Volta

 100 Linolschnitte in 100 Tagen

 

Der Ursprung meiner Werkreihe Volta liegt in einem Masken-Selfie von zwei Freunden, Birthe und Jupiter Junior, das mir zugeschickt wurde. Ich war dermaßen von dem Ausdruck der Masken fasziniert, das ich beschloss den ersten Linolschnitt danach anzufertigen.

Daraus entstand eine Portraitreihe aus Freunden, Masken und Persönlichkeiten, die mich beeindrucken. Mir wurde abers sehr schnell klar, dass diese Aufgabe ein Fass ohne Boden sein würde. So beschränkte ich mich auf die Ausführung von 100 Linolschnitten.

Zu sehen sind 100 Linoldrucke, die in einem Spannungsfeld zwischen Fiktion und Dokumentation liegen.

Meine nach Fotografien und Zeichnungen entstandenen Linolschnitte lassen persönliche Erfahrungen, Interpretationen oder Erinnerungen einfließen.

Der Name der Ausstellung bezieht sich auf das portugiesische Volta, was u.a. für Rückkehr, Runde, Revolution, Drehung, Wende, Umkehr oder Umweg steht. Zumal ich mit der ersten Protagonistin, Birthe, die Leidenschaft für den aus der Provence des 16. Jahrhundert stammenden Paartanz Volta teile.

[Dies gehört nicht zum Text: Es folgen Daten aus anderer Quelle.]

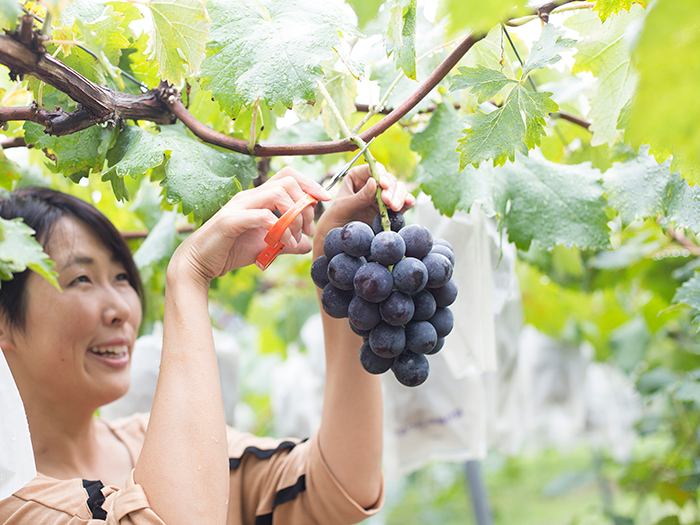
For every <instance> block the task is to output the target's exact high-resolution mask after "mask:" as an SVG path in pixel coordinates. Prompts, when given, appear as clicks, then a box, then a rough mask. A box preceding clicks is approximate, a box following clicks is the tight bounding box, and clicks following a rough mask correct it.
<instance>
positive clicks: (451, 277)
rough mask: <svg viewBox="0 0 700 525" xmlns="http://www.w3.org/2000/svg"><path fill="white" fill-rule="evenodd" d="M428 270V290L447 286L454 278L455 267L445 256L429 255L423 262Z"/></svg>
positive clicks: (441, 255)
mask: <svg viewBox="0 0 700 525" xmlns="http://www.w3.org/2000/svg"><path fill="white" fill-rule="evenodd" d="M421 262H422V263H423V264H424V265H425V268H426V269H427V270H428V284H427V285H426V286H427V287H428V288H440V287H441V286H445V285H446V284H447V283H448V282H449V280H450V279H451V278H452V271H453V267H452V264H451V263H450V261H449V260H448V259H447V257H445V256H444V255H440V254H439V253H435V252H432V253H429V254H428V255H426V256H425V257H423V259H422V261H421Z"/></svg>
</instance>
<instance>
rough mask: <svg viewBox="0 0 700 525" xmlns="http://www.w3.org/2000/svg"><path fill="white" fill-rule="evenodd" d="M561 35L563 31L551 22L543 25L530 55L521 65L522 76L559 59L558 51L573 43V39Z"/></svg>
mask: <svg viewBox="0 0 700 525" xmlns="http://www.w3.org/2000/svg"><path fill="white" fill-rule="evenodd" d="M563 35H564V31H562V30H561V29H558V28H557V27H555V26H554V25H553V24H545V25H544V28H542V34H541V35H540V38H539V40H538V41H537V42H535V43H534V44H533V46H532V50H531V51H530V56H528V57H527V60H526V61H525V65H524V66H523V78H525V77H527V76H528V75H529V74H530V73H532V72H533V71H534V70H536V69H542V68H543V67H546V66H551V65H552V64H556V63H557V62H559V60H561V55H560V54H559V53H563V52H565V51H568V50H569V48H571V46H573V45H574V43H575V40H572V39H570V38H564V36H563Z"/></svg>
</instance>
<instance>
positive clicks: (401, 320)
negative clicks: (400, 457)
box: [311, 211, 457, 386]
mask: <svg viewBox="0 0 700 525" xmlns="http://www.w3.org/2000/svg"><path fill="white" fill-rule="evenodd" d="M389 219H390V222H391V229H390V230H387V231H384V230H383V228H382V223H381V216H380V215H379V214H377V216H376V217H375V218H374V221H373V225H372V226H369V225H368V224H365V223H364V222H360V221H354V222H350V223H348V224H346V225H345V226H343V227H340V228H334V229H333V230H331V231H330V232H328V235H327V236H326V239H325V241H324V244H323V252H324V255H321V256H320V257H318V258H317V259H316V260H315V261H314V262H313V264H312V266H311V278H312V280H313V282H314V284H316V286H318V287H319V288H321V289H322V290H323V292H322V293H321V305H322V307H323V310H324V311H325V312H326V313H327V314H328V315H330V316H331V317H334V318H336V319H342V318H345V317H347V318H348V320H349V322H350V328H351V329H352V330H353V331H354V332H355V333H356V334H358V335H360V336H362V337H363V338H364V344H363V345H362V348H361V349H360V362H361V363H362V366H363V367H364V369H365V370H367V371H368V372H369V373H371V374H383V373H384V372H386V371H388V370H389V369H391V370H392V372H393V373H394V376H395V377H396V379H397V380H398V381H399V382H400V383H401V384H403V385H406V386H418V385H420V384H421V383H423V382H424V381H425V380H426V379H427V378H428V373H429V371H430V367H429V364H428V359H427V358H426V356H427V355H432V354H435V353H437V352H439V351H440V349H441V348H442V346H443V344H444V342H445V336H447V334H449V333H450V332H451V331H452V328H453V326H454V316H453V315H452V312H451V311H450V309H449V306H450V305H451V304H452V303H453V302H454V301H455V299H456V298H457V286H456V284H455V283H454V280H453V279H452V272H453V268H454V262H455V258H454V249H453V248H452V246H451V245H450V243H449V242H447V241H446V240H444V239H439V238H433V236H432V235H431V233H430V230H428V228H426V227H425V226H421V225H420V224H410V225H405V221H404V217H403V215H402V214H401V213H396V212H393V211H389Z"/></svg>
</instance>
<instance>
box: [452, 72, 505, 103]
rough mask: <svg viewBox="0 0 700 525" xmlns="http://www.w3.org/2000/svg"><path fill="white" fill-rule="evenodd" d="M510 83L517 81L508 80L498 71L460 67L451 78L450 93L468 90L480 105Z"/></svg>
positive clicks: (503, 74)
mask: <svg viewBox="0 0 700 525" xmlns="http://www.w3.org/2000/svg"><path fill="white" fill-rule="evenodd" d="M512 83H517V80H514V79H512V78H508V77H507V76H505V75H504V74H503V73H501V72H500V71H496V70H494V69H489V68H487V67H485V66H482V65H478V66H477V67H460V68H458V69H457V74H456V75H454V76H453V77H452V85H451V86H450V91H456V90H458V89H468V90H469V91H471V92H472V93H473V94H474V95H476V96H477V97H478V100H479V104H481V103H483V102H486V101H487V100H489V99H491V98H492V97H493V96H495V95H496V94H497V93H498V92H499V91H500V90H501V89H503V88H504V87H506V86H507V85H508V84H512Z"/></svg>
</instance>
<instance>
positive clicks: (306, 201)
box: [255, 138, 374, 270]
mask: <svg viewBox="0 0 700 525" xmlns="http://www.w3.org/2000/svg"><path fill="white" fill-rule="evenodd" d="M373 140H374V138H372V139H371V140H370V141H369V142H367V143H366V144H365V145H364V146H363V147H362V149H360V151H358V152H357V154H356V155H355V156H354V157H353V158H352V159H350V160H349V161H348V163H347V164H345V166H343V167H342V168H340V170H338V171H337V172H336V173H335V174H334V175H333V176H332V177H331V178H330V180H329V181H328V183H327V184H326V185H325V186H324V187H323V189H324V190H326V191H329V190H330V189H331V188H332V187H333V186H335V184H336V182H338V181H339V180H340V179H342V178H343V177H344V176H345V174H346V173H347V172H348V171H349V170H350V168H351V167H352V165H353V164H355V162H356V161H357V159H359V158H360V157H361V156H362V154H363V153H364V152H365V150H366V149H367V148H368V147H369V145H370V144H371V143H372V141H373ZM316 203H318V200H316V198H315V197H312V196H311V195H309V194H308V193H305V194H304V196H303V197H302V198H301V199H299V200H298V201H297V202H295V203H294V206H292V207H291V208H289V209H288V210H287V211H286V212H284V214H283V215H282V216H281V217H280V218H279V219H277V222H275V224H273V225H272V228H270V231H268V232H267V235H266V236H265V242H266V243H267V246H265V249H264V250H263V251H262V252H260V255H258V257H257V258H256V259H255V265H256V266H257V267H258V268H260V269H261V270H266V269H267V267H268V266H270V265H271V264H272V261H274V260H275V259H276V258H277V256H278V255H279V253H280V252H281V251H282V248H284V244H282V243H281V242H280V238H281V237H282V234H283V233H284V231H285V230H286V229H287V228H289V225H290V224H292V222H293V221H294V219H296V218H297V216H298V215H299V214H300V213H301V212H302V211H304V210H305V209H306V207H307V206H316Z"/></svg>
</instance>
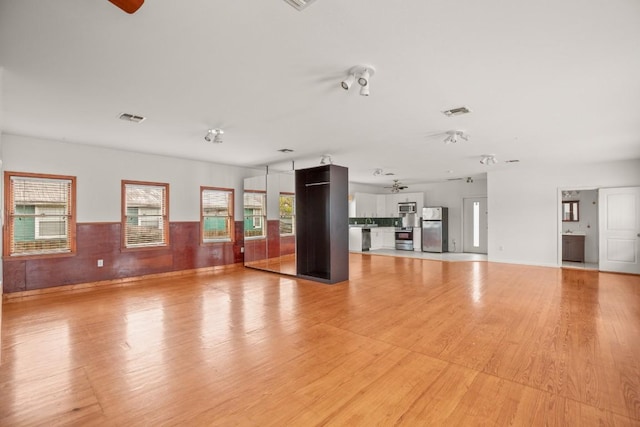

Neben Portraits von Freunden und Persönlichkeiten der vergangenen und aktuellen Zeitgeschichte sind meine Darstellungen häufig durch einfache konzentrische Muster geprägt, die meine Motive umkeisen und somit als Momentaufnahme akzentuiert werden. Dabei habe ich mich vollkommen willkürlich für die Muster zum jeweiligen Portrait entschieden.

Durch die einfarbige Umsetzung sind hier präzise und puristische Werke in Kleinformat entstanden.

 

Marcus Günther

 


 

" Ein Mann bekommt eine Fotografie zugeschickt. Bei ihrer Betrachtung sieht er mehr, als die Abbildung zeigt. Ab diesem Moment übernimmt sein Instinkt. Fluch oder Segen - Das weiß er selber nicht. Das er nun tätig werden muss, das weiß er wohl. So funktioniert er. Immer Schon. Eine Getriebenheit, die nur Leidensgenossen verstehen. Und selbst unter Leidensgenossen sind die jeweiligen Impulse nur in peripheren Schnittmengen kommunizierbar. Am Ende steht man alleine mit der Aufgabe. So alleine, wie jeder einzelne heutige Betrachter des so Entstandenen.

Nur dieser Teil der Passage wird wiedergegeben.